Une mesure clé de la façon dont les investisseurs perçoivent la stabilité de l’économie israélienne est la valeur du shekel. Une monnaie forte indique généralement que les investisseurs voient un investissement en Israël comme stable et fiable, alors qu’une monnaie faible indique le contraire. Cependant, alors que l’inquiétude internationale concernant le conflit s’est accrue, la valeur du shekel par rapport au dollar et à l’euro à la fois reste assez élevée, à 3,43 et 4,60, respectivement.

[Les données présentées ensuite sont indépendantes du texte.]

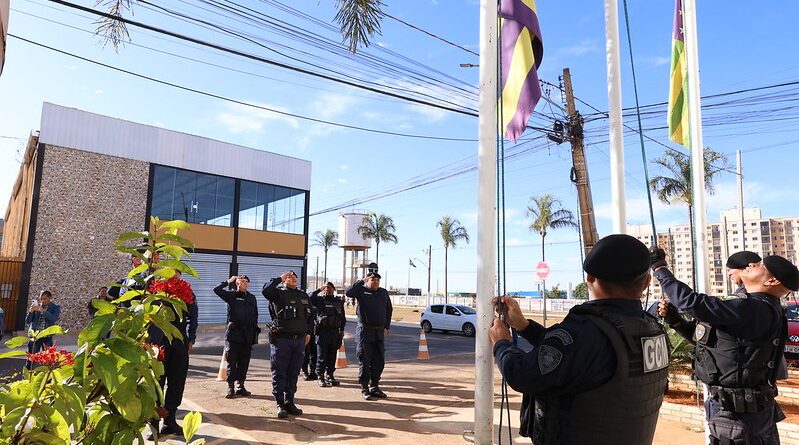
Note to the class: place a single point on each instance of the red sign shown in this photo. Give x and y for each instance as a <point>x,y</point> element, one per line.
<point>542,270</point>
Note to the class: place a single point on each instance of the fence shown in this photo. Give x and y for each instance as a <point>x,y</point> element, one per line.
<point>10,280</point>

Selon Rafael Gozlan, économiste en chef à Israel Brokerage & Investment, c’est parce que « le marché en général le voit [le conflit] comme un événement à court terme ». Yossi Fraiman, directeur de Prico Investment House, abonde dans son sens : « Il n’y a pas d’effet majeur sur l’économie, il n’y a donc pas de véritable raison pour laquelle la monnaie devrait encore s’apprécier. Si vous regardez la deuxième guerre du Liban (en 2006) et tous les affrontements passés avec les Palestiniens, vous voyez que le taux de change n’a pas vraiment été touché par le conflit ».

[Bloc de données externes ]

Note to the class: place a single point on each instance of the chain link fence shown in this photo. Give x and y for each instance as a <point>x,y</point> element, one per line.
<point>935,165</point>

Naomi Hausman du département d’Economie de l’Université hébraïque de Jérusalem a déclaré au Times of Israel que le taux de change pourrait subir un coup temporaire du à la réduction des dépenses dans le secteur du tourisme et à la baisse de production de biens d’exportation. « Dans les conflits précédents, Israël a subi une perte de productivité, et j’imagine que ce conflit ne fera pas exception », a déclaré Hausman, « mais ce n’est pas un changement fondamental et de long terme ».

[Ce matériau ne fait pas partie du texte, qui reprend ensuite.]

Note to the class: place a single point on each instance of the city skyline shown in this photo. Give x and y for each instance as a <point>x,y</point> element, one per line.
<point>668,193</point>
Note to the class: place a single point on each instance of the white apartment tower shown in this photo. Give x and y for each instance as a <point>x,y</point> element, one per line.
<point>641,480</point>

Cependant, une monnaie forte présente plusieurs problèmes pour l’économie israélienne. Un shekel fort entraîne un renchérissement des produits israéliens pour les consommateurs, à la fois localement et sur le marché international, ce qui nuit aux exportations israéliennes. Selon Fraiman, c’est « un problème majeur pour les exportateurs locaux et les industries traditionnelles ; cela devient très difficile pour l’industrie de la haute technologie en particulier lorsque le taux est si fort ».
Malgré une série de mesures prises récemment par la banque centrale d’Israël visant à contrôler la valeur du shekel, de nombreux économistes demeurent préoccupés.
« La Banque d’Israël », estime Eckstein, « fait face à un vrai problème compte tenu de l’augmentation des investissements étrangers et de la valeur des obligations qui renforcent le shekel. En conséquence, le shekel peut même devenir plus fort, et donc il faudra une intervention d’urgence ».